In the example where the upgrade and the original application are from two different publishers, in one implementation, the upgrade first verifies the license of the original application and then verifies the token. In another implementation, the upgrade can request the original application to verify the original license, and then the upgrade can verify its token. In another implementation, the operating system can maintain a service that verifies both the license of the original application and the token for the upgrade.
The upgrade is received 500 on the computer. Information about the proof of purchase (key) of the original program, and proof of purchase of the upgrade, are then sent 502 to a publisher's licensing system. There are a variety of ways in which this information can be transmitted to the licensing system, and the invention is not limited thereby. For example, such information can be sent by electronic mail, through a web session or other session over a computer network, and the like. The licensing system then generates and sends back 504 a token authorizing use of the upgrade with the identified original program and its key. The token is digitally signed to permit the upgrade to authenticate it. The computer then receives and stores 506 the token for future use.

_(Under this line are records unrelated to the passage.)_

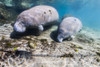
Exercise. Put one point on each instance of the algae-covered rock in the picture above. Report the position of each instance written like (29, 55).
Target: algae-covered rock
(84, 38)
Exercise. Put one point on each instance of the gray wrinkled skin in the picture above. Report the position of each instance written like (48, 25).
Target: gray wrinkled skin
(68, 27)
(37, 16)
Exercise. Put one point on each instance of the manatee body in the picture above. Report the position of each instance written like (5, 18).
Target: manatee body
(68, 27)
(37, 16)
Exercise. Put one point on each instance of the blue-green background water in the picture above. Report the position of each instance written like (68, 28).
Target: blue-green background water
(88, 11)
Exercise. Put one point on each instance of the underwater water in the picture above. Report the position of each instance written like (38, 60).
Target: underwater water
(88, 11)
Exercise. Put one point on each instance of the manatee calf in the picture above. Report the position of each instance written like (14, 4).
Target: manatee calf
(68, 27)
(36, 17)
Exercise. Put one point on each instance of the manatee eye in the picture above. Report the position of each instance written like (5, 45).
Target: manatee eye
(61, 31)
(50, 11)
(44, 12)
(74, 19)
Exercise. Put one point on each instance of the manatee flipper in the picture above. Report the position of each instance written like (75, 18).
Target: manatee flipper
(40, 28)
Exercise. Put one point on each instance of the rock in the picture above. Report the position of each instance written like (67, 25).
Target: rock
(84, 38)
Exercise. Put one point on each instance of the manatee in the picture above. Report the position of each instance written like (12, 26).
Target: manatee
(68, 27)
(36, 17)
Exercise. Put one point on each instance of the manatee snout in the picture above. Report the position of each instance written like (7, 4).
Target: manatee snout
(62, 35)
(68, 27)
(19, 27)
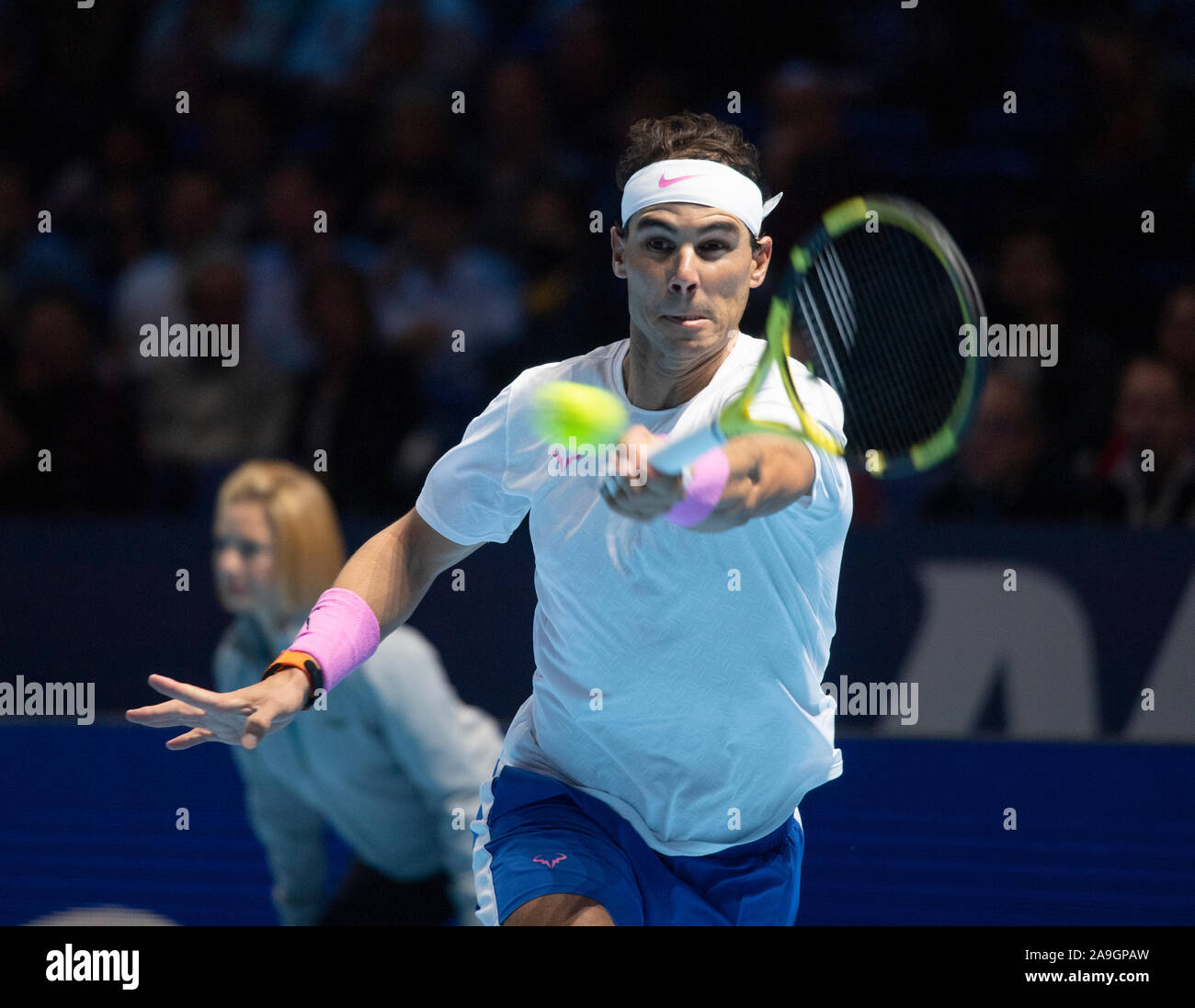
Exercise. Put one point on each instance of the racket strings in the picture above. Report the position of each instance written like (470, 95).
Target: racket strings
(884, 317)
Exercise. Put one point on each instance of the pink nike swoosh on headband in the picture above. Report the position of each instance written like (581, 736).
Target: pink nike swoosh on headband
(665, 183)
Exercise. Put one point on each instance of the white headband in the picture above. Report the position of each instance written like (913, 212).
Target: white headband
(689, 180)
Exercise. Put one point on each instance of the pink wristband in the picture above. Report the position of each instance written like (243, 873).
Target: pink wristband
(341, 633)
(711, 472)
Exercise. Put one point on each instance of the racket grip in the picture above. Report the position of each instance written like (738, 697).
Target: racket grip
(674, 457)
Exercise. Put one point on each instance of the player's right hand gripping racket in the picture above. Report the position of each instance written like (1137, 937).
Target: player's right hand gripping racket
(877, 296)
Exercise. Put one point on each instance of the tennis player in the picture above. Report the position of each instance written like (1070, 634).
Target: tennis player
(682, 622)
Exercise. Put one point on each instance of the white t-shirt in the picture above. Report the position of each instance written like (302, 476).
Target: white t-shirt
(677, 673)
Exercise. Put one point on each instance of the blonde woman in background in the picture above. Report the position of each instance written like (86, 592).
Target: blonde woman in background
(391, 760)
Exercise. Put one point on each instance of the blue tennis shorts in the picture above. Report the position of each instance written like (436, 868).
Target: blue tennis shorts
(534, 835)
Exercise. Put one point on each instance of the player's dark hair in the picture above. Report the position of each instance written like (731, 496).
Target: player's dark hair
(697, 135)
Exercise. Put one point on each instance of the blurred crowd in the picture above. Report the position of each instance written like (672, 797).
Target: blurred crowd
(461, 152)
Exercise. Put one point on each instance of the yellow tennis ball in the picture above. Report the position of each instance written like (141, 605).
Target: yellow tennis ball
(568, 409)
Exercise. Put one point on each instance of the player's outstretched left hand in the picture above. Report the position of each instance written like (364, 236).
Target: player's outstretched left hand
(239, 718)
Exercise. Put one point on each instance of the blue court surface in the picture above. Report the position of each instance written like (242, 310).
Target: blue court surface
(911, 833)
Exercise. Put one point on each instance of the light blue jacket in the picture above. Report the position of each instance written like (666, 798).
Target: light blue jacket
(393, 764)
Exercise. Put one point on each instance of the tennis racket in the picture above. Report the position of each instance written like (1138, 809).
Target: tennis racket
(875, 298)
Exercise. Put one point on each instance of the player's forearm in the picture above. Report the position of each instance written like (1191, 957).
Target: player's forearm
(768, 473)
(391, 573)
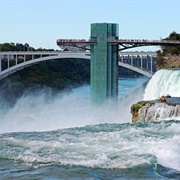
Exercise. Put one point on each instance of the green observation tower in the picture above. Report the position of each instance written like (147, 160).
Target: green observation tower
(104, 62)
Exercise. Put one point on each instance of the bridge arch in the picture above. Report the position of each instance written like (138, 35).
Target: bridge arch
(69, 55)
(25, 64)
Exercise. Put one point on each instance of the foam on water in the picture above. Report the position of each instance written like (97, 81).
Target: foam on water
(43, 112)
(103, 146)
(162, 83)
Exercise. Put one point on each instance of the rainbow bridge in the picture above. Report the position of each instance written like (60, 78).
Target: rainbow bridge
(141, 62)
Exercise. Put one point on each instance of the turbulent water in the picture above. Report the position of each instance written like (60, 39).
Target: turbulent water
(64, 137)
(164, 82)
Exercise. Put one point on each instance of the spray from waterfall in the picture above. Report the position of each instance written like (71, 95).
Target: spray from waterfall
(164, 82)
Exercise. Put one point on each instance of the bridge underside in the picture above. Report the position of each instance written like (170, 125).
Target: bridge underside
(26, 64)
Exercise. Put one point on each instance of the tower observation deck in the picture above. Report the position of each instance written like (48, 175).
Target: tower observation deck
(104, 45)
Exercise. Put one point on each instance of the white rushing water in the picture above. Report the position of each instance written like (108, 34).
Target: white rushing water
(162, 83)
(43, 113)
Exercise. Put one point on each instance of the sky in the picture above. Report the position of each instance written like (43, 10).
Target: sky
(41, 22)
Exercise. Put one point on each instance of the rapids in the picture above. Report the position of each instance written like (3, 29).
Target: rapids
(64, 137)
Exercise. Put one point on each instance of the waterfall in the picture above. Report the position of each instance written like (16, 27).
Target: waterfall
(162, 83)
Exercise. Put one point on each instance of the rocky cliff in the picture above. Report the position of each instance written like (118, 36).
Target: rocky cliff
(164, 108)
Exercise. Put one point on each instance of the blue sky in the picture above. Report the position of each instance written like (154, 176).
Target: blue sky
(41, 22)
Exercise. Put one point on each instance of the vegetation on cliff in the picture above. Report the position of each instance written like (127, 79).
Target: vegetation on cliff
(169, 56)
(135, 109)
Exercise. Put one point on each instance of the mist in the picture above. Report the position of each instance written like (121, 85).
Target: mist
(45, 112)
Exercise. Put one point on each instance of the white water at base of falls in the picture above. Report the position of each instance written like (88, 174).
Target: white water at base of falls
(162, 83)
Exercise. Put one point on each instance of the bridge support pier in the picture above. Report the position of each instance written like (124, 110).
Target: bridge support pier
(104, 62)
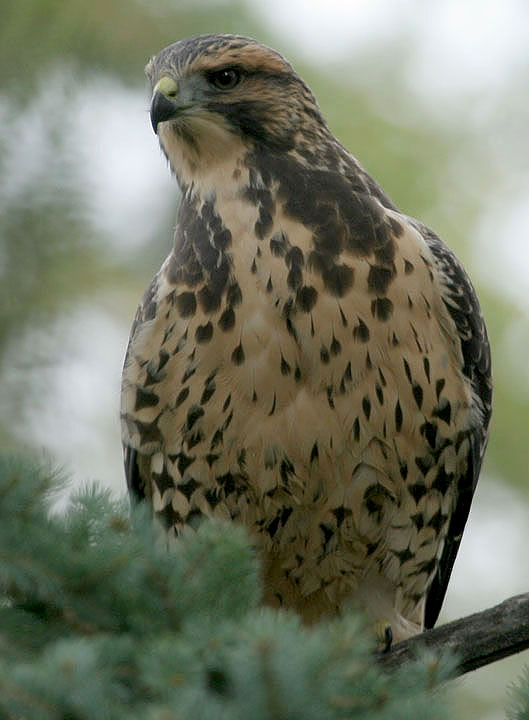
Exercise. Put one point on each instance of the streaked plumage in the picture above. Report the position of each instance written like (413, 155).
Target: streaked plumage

After the computer program is upgraded, at some point a user instructs the computer to begin running the upgraded computer program. The computer executes 600 the upgraded computer program, which causes a license verification module to be activated 602. The license verification module accesses the original license for the original program, the token for the upgrade, and the original key which is associated with both the original license and the upgrade token. Next, the verification module authenticates 604 the token, the original license and the key. If the token, original license, and key are authenticated, the execution of the upgraded computer program is authorized 606, and execution commences.
With such a licensing system for use with upgrades, the upgrade process can be simplified for the user, and key management problems can be reduced. Additionally, a publisher can provide different pricing for license updates and upgrades based on the installation and use of prior versions of a computer program, or other computer programs. It is also possible for the upgrade for a computer program from a first publisher to be provided by a second publisher or author that is different from the first publisher or author. The term author or publisher is intended to mean the entity that created the computer program as a work of authorship and owns the copyrights in or rights to license that work. In such a case, license verification process of the first computer program from the first publisher accesses chain of trust information during authentication of the token to verify that the second publisher is a trusted entity. Further, the “upgrade” for a first computer program, such as an operating system, can be a second computer program which is entirely different from the first computer program, such as an application that runs on the operating system.
Any or all of the aforementioned alternate embodiments described herein may be used in any combination desired to form additional hybrid embodiments. It should be understood that the subject matter defined in the appended claims is not necessarily limited to the specific implementations described above. The specific implementations described above are disclosed as examples only.